Z'man Kodesh in Theory and in Practice
I often ponder a line from a British poem entitled “The Mask of Anarchy” which states:
“Rise like Lions after slumber
In unvanquishable number-
Shake your chains to earth like dew
Which in sleep had fallen on you
Ye are many-they are few.”
This poem, written by Percy Bysshe Shelley, speaks of freedom through nonviolence. Not only is this poem relevant in today’s political climate, in finding ways to bring positive change through nonviolence, but I also believe it rings true to the goals of our Z’man Kodesh program. It speaks to starting each day with motivation and vigor, like a lion: to quickly dispersing with sleep, seizing the moment to grow as people, and as a direct result, working to make the world a better place.
The Torah in Bereishit (19:27) states:
וַיַּשְׁכֵּ֥ם אַבְרָהָ֖ם בַּבֹּ֑קֶר אֶל־הַ֨מָּק֔וֹם אֲשֶׁר־עָ֥מַד שָׁ֖ם אֶת־פְּנֵ֥י ה"׃
Avraham got up early in the morning (and returned)

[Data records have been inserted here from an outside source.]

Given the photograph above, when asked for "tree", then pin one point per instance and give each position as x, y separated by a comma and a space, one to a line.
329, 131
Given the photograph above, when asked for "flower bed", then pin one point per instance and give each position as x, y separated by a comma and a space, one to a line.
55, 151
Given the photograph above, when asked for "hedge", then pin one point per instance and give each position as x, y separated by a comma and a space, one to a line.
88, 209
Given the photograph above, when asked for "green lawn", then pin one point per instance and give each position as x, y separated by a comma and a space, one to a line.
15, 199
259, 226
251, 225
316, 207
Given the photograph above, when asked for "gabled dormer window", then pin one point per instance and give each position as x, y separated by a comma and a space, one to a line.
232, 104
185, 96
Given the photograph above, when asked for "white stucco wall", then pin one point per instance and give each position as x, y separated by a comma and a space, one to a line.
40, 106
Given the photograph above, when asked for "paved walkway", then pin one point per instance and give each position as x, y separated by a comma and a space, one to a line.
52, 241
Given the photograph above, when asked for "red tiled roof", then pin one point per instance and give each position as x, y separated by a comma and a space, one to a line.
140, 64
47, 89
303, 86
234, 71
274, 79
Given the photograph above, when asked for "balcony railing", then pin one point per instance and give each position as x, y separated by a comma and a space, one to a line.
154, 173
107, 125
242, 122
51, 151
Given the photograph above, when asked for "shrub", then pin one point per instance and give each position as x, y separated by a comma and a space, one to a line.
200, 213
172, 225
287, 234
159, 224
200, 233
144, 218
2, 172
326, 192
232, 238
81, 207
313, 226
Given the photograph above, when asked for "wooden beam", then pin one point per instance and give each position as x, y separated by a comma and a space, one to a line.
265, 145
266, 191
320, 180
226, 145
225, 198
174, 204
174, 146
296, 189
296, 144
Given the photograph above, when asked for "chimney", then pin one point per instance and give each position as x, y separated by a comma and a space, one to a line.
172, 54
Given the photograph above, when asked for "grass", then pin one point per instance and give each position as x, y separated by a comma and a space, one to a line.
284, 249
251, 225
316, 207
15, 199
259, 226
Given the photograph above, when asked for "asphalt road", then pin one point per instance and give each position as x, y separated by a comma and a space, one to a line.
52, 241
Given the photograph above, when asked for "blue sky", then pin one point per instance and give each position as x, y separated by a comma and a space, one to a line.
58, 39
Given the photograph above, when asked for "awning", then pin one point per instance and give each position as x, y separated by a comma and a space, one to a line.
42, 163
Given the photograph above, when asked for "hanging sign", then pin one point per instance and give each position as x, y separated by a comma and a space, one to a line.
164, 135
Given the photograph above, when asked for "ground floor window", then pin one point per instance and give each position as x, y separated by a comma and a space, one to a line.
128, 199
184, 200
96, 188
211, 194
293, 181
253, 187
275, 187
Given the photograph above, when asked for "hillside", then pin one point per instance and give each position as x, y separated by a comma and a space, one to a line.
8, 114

to the place where he had stood before G-d (in prayer).
In connecting this to our Z’man Kodesh program, it is important that just like Avraham and the words of Shelley, we too should start our day “Rising like lions after slumber.” In each one of our holy spaces, students are engaging with Jewish liturgy, taking on leadership roles, and accessing spirituality through multiple modalities of learning. This learning takes place first thing in the morning, and has the ability to set a positive tone for the day, inculcating students with a spiritual connection and a positive lens through which they can connect to their heritage. Here you will find information sharing the many wonderful programmatic opportunities in which our students are engaging each morning.
In practice, while Zoom can be challenging because of the lack of connectedness, our goals for the year are unwavering. In an effort to build a strong foundation rooted in prayer and/or spirituality, the staff encourages students to take on leadership roles in a variety of ways including leading parts of the tefilah service, making presentations relating to art museums they’ve visited, hearing from guest speakers about mental health, and engaging in journaling activities relating to the haggim. Students new to the school are learning foundational elements which give an overview of Judaism, its holidays, and its liturgy which will serve as a gateway into other Z’man Kodesh options in the future.
There are successes aplenty, and the hope is that we will continue to develop content in each Z’man Kodesh that empowers our students to learn and take action. Hopefully, in the coming weeks, a “Z’man Kodesh Council” will be formed, composed of students representing each Z’man Kodesh with the goal of sharing ideas, successes, and struggles in an effort to use student input to strengthen our program. We hope to build confident and knowledgeable members of the Jewish community who connect in a variety of ways to their Judaism. But even further, we hope to continue to develop a sense of pride and understanding in our culture and heritage as well.
Often, the word diversity is used in our community as a point of pride. As a pluralistic day school, we preach the importance of diversity and acceptance. Yet, through the eyes of students, they so often hear the word “diversity” and ask themselves, “How are we as a school of Jewish people a diverse population?” However, through Z’man Kodesh, one of our goals is to show the students that diversity can be viewed through many lenses. In the Mehitza Sephardi minyan for example, students are virtually visiting different synagogues all over the world. Each week they set their backgrounds to a specific synagogue, and pray in a different virtual location. After minyan they then have the privilege to hear from the rabbis in these communities and to learn what makes their community unique, as well as their strengths and their struggles. They are gaining a deeper appreciation for the “diversity” within their own religion, and finding out that their classmates’ families originate from all over the world, and each have unique customs and traditions. To hear from an individual who looks into the camera and states, “There are only 20 Jews in my country of 53 million. I make up 5% of the Jewish population,” forces the students to look outside of their bubble, and to realize that we are one people with many faces. We learn from our past to build our future. As the year progresses, the hope is that students will continue to learn prayers, connect to the service, grow in their spirituality, and to embrace a love of their Jewish culture and heritage while feeling empowered to take this knowledge out into the world and build a better tomorrow.